A simplified model of human stance control is shown in Fig. 1B. This model was developed to account for experimental FRFs calculated from body sway responses to wide-bandwidth pseudorandom perturbations that included tilts of the support surface and visual surround (Peterka, 2002, 2003). The model presented here is simplified in that it only includes torque generation via an active, neurally mediated mechanism and does not include a mechanism for passive torque generation due to the mechanical properties of joints, muscles, and tendons. Our experimental results showed that passive mechanisms contributed only about 15% of the total corrective torque, although there is controversy about the relative contribution of passive mechanisms (Casadio et al., 2005; Loram and Lakie, 2002; Morasso and Sanguineti, 2002). Our original model (Peterka, 2002) included a PID (proportional, integral, derivative components) neural controller. The PID controller was not able to account for the FRF data below about 0.05 Hz. This motivated a later version of the model that utilized a torque feedback mechanism that was better able to account for lower frequency experimental gain and phase data (Cenciarini and Peterka, 2006; Peterka, 2003).
A comparison of the human stance control model (Fig. 1B) with the robot model (Fig. 1A) shows some structural similarities. The human model includes a feedback loop that uses kinematic ankle proprioception to generate corrective torque in relation to ankle joint motion. This loop is labeled Loop 1 since it corresponds exactly to the ankle joint feedback loop in the robot model. The model also includes a torque feedback loop that is labeled Loop 2 since it corresponds to the COP feedback in the robot model. Remember that the robot calculates COP (with sign inversion and 1/mg scaling) and subtracts a low-pass filtered version of this signal from the ankle joint angle signal. The human model feeds back a low-pass filtered version of Tc and adds it to the sensory error signal. Therefore, the functional correspondence of Loop 2 is identical in the human and robot models, and both provide positive feedback. The only difference is that the gain factor in the low-pass filter of the human model, Ktorq, has different units than the corresponding gain factor in the robot model, KCOP.

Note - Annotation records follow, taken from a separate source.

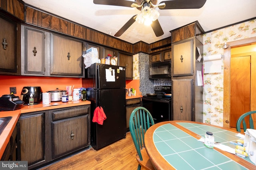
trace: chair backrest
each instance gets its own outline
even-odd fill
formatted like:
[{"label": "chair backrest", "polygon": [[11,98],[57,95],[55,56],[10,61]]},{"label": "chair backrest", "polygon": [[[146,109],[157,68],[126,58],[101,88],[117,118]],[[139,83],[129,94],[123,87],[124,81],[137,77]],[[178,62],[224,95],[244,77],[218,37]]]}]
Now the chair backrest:
[{"label": "chair backrest", "polygon": [[246,131],[246,121],[245,120],[245,118],[249,115],[249,124],[250,125],[250,129],[254,129],[254,126],[253,125],[253,120],[252,117],[252,114],[256,113],[256,110],[254,111],[248,111],[242,115],[236,121],[236,131],[239,132],[241,132],[241,123],[242,121],[242,124],[244,128],[244,131],[245,132]]},{"label": "chair backrest", "polygon": [[134,109],[130,117],[130,131],[137,152],[140,160],[142,158],[140,150],[144,147],[145,133],[149,127],[154,124],[151,114],[146,108],[138,107]]}]

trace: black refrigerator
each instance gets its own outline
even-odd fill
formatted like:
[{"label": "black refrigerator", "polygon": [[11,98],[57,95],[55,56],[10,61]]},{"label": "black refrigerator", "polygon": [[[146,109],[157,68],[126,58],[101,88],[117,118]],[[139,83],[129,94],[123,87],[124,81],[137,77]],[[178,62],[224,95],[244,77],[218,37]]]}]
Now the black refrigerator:
[{"label": "black refrigerator", "polygon": [[[91,145],[98,150],[126,135],[125,67],[94,63],[86,72],[92,79],[87,88],[87,99],[91,102]],[[106,117],[102,125],[92,122],[98,106]]]}]

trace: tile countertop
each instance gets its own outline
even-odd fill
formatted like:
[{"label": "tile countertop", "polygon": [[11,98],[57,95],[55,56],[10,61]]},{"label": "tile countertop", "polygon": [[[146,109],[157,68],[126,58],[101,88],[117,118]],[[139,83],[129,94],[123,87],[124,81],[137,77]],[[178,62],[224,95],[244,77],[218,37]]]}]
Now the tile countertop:
[{"label": "tile countertop", "polygon": [[80,100],[74,102],[69,102],[63,103],[62,102],[52,102],[50,104],[43,105],[42,104],[33,106],[24,106],[21,109],[14,111],[4,111],[0,112],[0,117],[12,116],[12,118],[9,122],[0,135],[0,158],[2,158],[5,148],[9,142],[15,125],[18,122],[19,117],[22,113],[32,112],[42,110],[50,110],[68,107],[76,106],[78,106],[90,104],[90,102],[86,100],[82,102]]}]

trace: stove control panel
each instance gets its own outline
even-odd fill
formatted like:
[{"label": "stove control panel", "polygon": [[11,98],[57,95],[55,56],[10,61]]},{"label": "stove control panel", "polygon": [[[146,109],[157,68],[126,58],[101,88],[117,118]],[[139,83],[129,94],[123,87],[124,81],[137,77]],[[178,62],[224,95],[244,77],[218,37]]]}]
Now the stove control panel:
[{"label": "stove control panel", "polygon": [[155,92],[164,92],[167,94],[172,93],[171,86],[157,86],[154,87]]}]

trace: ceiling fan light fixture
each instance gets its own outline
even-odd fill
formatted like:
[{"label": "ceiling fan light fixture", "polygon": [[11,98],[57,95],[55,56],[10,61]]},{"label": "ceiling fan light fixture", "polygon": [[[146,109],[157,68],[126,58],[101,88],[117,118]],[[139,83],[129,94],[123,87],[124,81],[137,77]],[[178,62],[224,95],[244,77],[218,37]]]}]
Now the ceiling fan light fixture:
[{"label": "ceiling fan light fixture", "polygon": [[144,25],[150,25],[151,23],[152,23],[152,20],[150,18],[148,18],[144,20]]},{"label": "ceiling fan light fixture", "polygon": [[160,14],[158,11],[153,8],[151,9],[150,18],[151,18],[152,21],[155,21],[157,20],[160,15]]},{"label": "ceiling fan light fixture", "polygon": [[139,23],[144,23],[144,18],[142,16],[141,13],[137,16],[135,20]]}]

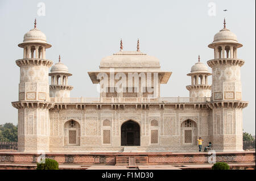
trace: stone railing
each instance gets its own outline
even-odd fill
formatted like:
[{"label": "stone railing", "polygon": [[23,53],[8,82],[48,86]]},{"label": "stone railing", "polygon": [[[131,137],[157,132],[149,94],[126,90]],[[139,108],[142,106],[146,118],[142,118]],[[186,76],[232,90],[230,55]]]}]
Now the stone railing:
[{"label": "stone railing", "polygon": [[210,101],[210,98],[163,97],[163,98],[51,98],[51,101],[61,103],[204,103]]},{"label": "stone railing", "polygon": [[18,150],[18,142],[0,142],[0,150]]}]

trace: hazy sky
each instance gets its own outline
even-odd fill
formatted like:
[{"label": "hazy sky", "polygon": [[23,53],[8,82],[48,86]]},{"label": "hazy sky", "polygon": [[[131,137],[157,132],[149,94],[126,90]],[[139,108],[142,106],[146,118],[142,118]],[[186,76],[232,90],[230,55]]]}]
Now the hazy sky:
[{"label": "hazy sky", "polygon": [[[40,2],[46,6],[45,16],[38,14]],[[216,5],[215,16],[209,14],[210,2]],[[227,28],[243,45],[238,49],[238,58],[245,61],[241,68],[242,99],[249,102],[243,110],[243,129],[255,135],[255,0],[1,0],[0,124],[18,123],[18,110],[11,104],[18,100],[19,68],[15,61],[23,58],[23,49],[17,45],[33,28],[35,18],[37,28],[52,45],[46,58],[56,63],[60,54],[73,74],[68,81],[74,86],[71,96],[99,96],[87,71],[98,70],[101,58],[118,52],[122,37],[124,50],[136,50],[139,38],[141,50],[158,57],[162,69],[172,71],[160,93],[174,97],[189,96],[185,86],[191,78],[186,74],[199,54],[205,64],[213,58],[213,50],[207,46],[223,27],[225,17]]]}]

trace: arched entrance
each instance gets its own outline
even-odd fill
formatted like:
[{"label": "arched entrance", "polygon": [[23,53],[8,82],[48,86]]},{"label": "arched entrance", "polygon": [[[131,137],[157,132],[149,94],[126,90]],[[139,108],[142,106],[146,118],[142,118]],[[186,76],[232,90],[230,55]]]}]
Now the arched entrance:
[{"label": "arched entrance", "polygon": [[80,145],[80,125],[77,121],[71,120],[64,124],[64,145]]},{"label": "arched entrance", "polygon": [[181,125],[181,143],[185,145],[196,145],[197,139],[197,126],[194,121],[187,119]]},{"label": "arched entrance", "polygon": [[140,145],[139,125],[131,120],[124,123],[121,126],[121,146]]}]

There are also obvious structural differences between the human and robot models. First, the human model includes a significant time delay in its control loop that accounts for neural transmission times, sensory processing, and muscle activation delays. A time delay value of about 150 ms is required to account for experimental data (Maurer et al., 2006; Peterka, 2002). In contrast, the processing and transmission delays in a robot system are negligible and can be set to zero for modeling purposes. Second, the human model includes feedback from visual and vestibular systems that are not present in the robot. The experimental results revealed that FRF gains varied as a function of stimulus amplitude (Peterka, 2002). The model-based interpretation of these varying FRF gain curves is that humans are able to alter the source of sensory information used for stance control as a function of stimulus conditions. This “sensory re-weighting” is represented in the human model by weighting factors (Wprop, Wvis, Wvest) that represent the relative proportion of proprioceptive, visual, and vestibular sensory orientation information being used for stance control in a given test condition.

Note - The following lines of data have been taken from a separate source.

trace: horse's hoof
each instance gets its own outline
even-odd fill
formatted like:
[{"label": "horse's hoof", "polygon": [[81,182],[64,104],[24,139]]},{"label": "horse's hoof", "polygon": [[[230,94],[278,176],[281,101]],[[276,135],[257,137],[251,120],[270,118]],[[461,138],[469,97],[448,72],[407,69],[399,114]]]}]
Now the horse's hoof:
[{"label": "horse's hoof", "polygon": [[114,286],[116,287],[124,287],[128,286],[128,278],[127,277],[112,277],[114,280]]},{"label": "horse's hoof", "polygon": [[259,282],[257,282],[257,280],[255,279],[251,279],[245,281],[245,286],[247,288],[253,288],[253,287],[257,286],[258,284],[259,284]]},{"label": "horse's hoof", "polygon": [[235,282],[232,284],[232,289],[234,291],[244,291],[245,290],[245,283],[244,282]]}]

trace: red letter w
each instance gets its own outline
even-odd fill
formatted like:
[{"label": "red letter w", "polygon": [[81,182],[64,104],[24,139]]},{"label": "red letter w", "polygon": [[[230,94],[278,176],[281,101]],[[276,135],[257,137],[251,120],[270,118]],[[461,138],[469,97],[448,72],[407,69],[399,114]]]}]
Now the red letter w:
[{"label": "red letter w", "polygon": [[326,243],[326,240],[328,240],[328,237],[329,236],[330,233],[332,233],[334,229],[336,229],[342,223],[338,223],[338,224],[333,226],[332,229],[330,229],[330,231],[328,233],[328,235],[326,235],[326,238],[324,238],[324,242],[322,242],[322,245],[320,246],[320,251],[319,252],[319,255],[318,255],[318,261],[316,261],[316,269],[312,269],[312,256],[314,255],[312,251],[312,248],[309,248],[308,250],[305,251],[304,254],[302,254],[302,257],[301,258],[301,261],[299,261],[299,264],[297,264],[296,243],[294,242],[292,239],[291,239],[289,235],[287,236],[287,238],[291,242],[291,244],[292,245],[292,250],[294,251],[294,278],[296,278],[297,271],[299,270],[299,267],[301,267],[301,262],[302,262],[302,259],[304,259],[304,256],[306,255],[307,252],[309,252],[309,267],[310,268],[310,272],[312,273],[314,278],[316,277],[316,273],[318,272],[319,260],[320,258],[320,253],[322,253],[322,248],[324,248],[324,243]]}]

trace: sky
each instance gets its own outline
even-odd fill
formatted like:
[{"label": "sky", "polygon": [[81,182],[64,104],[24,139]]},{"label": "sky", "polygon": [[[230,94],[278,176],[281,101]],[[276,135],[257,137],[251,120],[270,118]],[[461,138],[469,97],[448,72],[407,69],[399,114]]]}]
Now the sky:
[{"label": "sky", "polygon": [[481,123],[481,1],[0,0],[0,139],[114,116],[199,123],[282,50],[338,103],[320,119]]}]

There are special cases where the human and robot models are the most similar. One case is a model representing a human with bilaterally absent vestibular function during eyes closed stance. This model is identical to the robot model except for the time delay term in the human model. A second case is a model representing a human perturbed by an external force during stance on a level surface while viewing an earth-fixed visual scene. In this case, proprioceptive, visual, and vestibular sensory systems are functionally equivalent in that they are all encoding body sway relative to earth-vertical. Therefore, the proprioceptive, visual, and vestibular feedback loops can be collapsed into one feedback loop. Again, this model is identical to the robot model except for the time delay term in the human model.
The FRFs and model simulations of human stance control discussed in sections 3.2.2 include these special cases where robot and human control are quite similar in order to illustrate how the presence or absence of a significant time delay affects control behavior.

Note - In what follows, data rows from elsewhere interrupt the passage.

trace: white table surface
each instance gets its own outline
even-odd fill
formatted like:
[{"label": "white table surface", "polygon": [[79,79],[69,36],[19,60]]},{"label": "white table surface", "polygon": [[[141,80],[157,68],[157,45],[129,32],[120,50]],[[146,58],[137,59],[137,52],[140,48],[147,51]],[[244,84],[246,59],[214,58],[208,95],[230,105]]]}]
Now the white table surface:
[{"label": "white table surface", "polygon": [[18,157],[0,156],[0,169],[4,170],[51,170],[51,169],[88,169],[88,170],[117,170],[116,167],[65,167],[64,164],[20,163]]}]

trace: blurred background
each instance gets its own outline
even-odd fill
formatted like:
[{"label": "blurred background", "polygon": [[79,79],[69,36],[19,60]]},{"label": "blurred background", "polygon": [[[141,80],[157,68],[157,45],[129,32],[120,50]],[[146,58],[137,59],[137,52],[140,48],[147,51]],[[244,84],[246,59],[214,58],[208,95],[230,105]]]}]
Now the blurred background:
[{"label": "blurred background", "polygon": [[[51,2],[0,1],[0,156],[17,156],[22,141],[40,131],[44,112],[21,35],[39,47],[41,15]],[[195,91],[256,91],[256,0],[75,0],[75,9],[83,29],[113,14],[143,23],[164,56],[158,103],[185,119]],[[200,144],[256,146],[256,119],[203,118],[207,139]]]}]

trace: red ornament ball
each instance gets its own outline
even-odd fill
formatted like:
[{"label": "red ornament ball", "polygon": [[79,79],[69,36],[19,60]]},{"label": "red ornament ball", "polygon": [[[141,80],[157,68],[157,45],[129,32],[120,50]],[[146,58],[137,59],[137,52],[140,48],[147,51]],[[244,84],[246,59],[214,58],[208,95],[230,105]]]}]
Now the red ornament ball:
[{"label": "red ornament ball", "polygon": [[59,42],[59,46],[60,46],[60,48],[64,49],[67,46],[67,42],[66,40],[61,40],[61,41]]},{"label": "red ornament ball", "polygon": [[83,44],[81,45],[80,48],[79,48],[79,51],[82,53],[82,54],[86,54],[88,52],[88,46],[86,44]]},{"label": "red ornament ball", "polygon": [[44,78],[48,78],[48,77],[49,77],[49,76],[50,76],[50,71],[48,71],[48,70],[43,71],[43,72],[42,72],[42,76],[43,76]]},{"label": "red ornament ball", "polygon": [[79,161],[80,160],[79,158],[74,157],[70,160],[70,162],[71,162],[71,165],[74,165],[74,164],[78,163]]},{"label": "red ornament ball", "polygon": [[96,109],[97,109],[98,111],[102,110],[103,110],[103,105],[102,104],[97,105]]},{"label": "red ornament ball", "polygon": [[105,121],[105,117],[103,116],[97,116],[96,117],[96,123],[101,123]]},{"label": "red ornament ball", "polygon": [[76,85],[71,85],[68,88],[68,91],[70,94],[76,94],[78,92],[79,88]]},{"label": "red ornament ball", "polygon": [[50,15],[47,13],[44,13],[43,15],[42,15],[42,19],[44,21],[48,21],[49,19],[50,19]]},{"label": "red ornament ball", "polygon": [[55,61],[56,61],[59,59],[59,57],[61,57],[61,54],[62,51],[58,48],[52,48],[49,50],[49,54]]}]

The presence of a time delay in a feedback control system can affect stability and therefore imposes a constraint on the design of the system. Figure 4 shows regions of stable operation for different selections of neural controller parameters KP and KD at several values of loop delay times. These stability regions were calculated for a model without the Loop 2 torque feedback. For a given time delay, the stability region is smaller when torque feedback is included and the region shrinks as the strength (gain) of the torque feedback increases. Independent of the time delay, the neural controller must generate torque of sufficient magnitude to resist the torque due to gravity. This constrains the value of KP to be greater than mgh. The region of stable operation shrinks with increasing delay, and therefore further constrains the choice of neural controller settings. For human stance control, a time delay of about 150 ms is consistent with experimental data (Maurer et al., 2006; Peterka, 2002). The mean values of KP and KD parameters derived from model fits to experimental data are shown in Fig. 4 to lie inside the 250 ms stability region. This suggests that the human stance control system is conservatively designed to avoid instability due to time delays in feedback control.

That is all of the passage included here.